Schema to support dynamic properties Schema to support dynamic properties database database

Schema to support dynamic properties


You are implementing something called Entity-Attribute-Value model http://en.wikipedia.org/wiki/Entity-attribute-value_model.

Lots of folks will say it's a bad idea (usually I am one of those) because the answer to your last question, "What would the SQL for fetching..." tends to be "thick hairy and nasty, and gettting worse."

These criticisms tend to hold once you allow users to start nesting objects inside of other objects, if you do not allow that, the situation will remain manageable.

For your first question, "what would the "type" column of the prop_defs table hold", everything will be simpler if you have a table of types and descriptions that holds {"numeric","Any Number"}, {"textual","String"}, etc. The first value is the primary key. Then in prop_defs your column "type" is a foreign key to that table and holds values "numeric", "textual", etc. Some will tell you incorrectly to always use integer keys because they JOIN faster, but if you use the values "numeric", "textual" etc. you don't have to JOIN and the fastest JOIN is the one you don't do.

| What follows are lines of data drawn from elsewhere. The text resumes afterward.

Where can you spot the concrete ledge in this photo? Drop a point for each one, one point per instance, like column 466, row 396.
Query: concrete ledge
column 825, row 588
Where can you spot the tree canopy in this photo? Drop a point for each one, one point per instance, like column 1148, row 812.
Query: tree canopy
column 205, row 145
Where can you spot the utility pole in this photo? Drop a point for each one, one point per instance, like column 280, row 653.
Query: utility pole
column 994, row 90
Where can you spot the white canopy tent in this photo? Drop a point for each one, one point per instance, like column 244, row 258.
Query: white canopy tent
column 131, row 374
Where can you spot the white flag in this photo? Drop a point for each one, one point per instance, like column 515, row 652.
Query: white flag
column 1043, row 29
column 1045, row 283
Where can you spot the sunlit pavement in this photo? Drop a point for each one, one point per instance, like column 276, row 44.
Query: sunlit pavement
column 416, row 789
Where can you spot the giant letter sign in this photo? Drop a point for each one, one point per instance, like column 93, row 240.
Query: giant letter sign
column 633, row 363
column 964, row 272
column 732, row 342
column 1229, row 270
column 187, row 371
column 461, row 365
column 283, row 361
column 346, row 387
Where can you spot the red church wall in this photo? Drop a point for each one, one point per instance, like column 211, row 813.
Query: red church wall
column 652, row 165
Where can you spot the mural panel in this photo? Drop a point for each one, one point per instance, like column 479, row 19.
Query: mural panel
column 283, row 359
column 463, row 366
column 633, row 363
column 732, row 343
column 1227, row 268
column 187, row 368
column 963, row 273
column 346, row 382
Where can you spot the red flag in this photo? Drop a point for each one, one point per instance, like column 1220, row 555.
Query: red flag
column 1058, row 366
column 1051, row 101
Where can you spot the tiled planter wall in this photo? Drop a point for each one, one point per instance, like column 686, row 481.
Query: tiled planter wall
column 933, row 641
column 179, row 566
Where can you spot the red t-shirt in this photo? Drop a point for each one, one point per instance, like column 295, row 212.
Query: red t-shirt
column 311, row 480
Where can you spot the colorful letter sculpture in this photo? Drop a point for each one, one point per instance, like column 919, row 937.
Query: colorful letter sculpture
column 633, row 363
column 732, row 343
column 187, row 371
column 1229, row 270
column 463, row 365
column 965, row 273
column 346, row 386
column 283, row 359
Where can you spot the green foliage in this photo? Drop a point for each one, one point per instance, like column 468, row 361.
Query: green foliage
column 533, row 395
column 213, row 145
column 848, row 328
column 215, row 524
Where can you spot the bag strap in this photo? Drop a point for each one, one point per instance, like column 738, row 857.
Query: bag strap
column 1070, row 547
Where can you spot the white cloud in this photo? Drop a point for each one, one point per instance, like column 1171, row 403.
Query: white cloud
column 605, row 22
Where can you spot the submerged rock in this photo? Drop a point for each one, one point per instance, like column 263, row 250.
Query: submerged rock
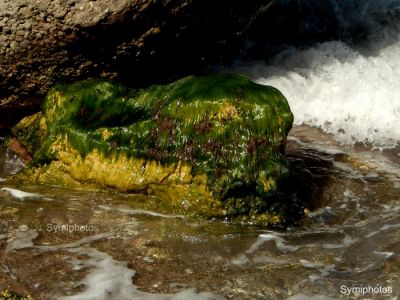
column 209, row 146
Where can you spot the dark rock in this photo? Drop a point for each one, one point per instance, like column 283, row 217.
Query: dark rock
column 214, row 142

The query to grab a single value will have a CASE statement:

SELECT case when pd.type = "numeric" then pv.numeric            when pd.type = "textual" then pv.textual            when pd.type = "boolean" then pv.boolean  from prov_vals pv   JOIN prop_defs pd ON pv.prop_def_id = pv.id WHERE pv.object_id = 2   AND pd.name = "Name"


You must accept that relational databases are not good at providing this kind of functionality. They CAN provide it, but are not good at it. (I hope I'm wrong). Relational databases lend themselves better to defined interfaces, not changing interfaces.

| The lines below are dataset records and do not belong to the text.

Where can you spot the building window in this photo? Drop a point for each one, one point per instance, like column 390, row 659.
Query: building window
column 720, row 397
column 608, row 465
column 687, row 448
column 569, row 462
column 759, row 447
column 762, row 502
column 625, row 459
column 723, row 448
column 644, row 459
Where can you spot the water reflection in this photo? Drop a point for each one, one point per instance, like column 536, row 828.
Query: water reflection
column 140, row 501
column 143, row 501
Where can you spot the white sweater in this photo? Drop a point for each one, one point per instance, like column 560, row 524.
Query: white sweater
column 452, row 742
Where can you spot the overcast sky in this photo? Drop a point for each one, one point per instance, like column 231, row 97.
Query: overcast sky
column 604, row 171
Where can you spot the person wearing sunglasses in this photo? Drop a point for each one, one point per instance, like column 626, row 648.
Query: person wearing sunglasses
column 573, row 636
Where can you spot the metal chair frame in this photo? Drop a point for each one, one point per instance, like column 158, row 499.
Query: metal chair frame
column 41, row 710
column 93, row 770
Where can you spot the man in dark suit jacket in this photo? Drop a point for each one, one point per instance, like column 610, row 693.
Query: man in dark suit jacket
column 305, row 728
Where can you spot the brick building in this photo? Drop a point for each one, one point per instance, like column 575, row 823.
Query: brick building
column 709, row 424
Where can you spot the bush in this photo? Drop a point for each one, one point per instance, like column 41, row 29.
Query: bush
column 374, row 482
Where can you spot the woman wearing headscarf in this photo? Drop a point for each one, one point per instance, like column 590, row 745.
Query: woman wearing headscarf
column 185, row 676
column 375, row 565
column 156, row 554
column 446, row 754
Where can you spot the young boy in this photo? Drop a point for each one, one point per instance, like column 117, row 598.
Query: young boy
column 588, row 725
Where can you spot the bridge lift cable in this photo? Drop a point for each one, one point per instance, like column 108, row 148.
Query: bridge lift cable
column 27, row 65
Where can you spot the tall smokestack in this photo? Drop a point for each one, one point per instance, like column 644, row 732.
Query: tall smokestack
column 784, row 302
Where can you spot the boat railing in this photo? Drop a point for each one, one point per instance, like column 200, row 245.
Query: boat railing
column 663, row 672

--EAV tables give dynamic fields but suck on performance. Sucks on indexing. And it is complex to query. It gets the job done in many situations, but can fall apart on big tables with lots of users hitting the system.

--"Regular" tables with several place holder columns are OK for performance, but you get non-descriptive column names and are limited in the number of columns you can "add". Also it does not support sub-type separation.

--Typically you create/modify tables at development time, not run time. Should we really discriminate against modifying the database at run time? maybe, maybe not. Creating new tables, foreign keys, and columns at run-time can achieve true dynamic objects, while giving the performance benefits of "regular" tables. But you would have to query the schema of the database, then dynamically generate all of your queries. That would suck. It would totally break the concept of tables as an interface.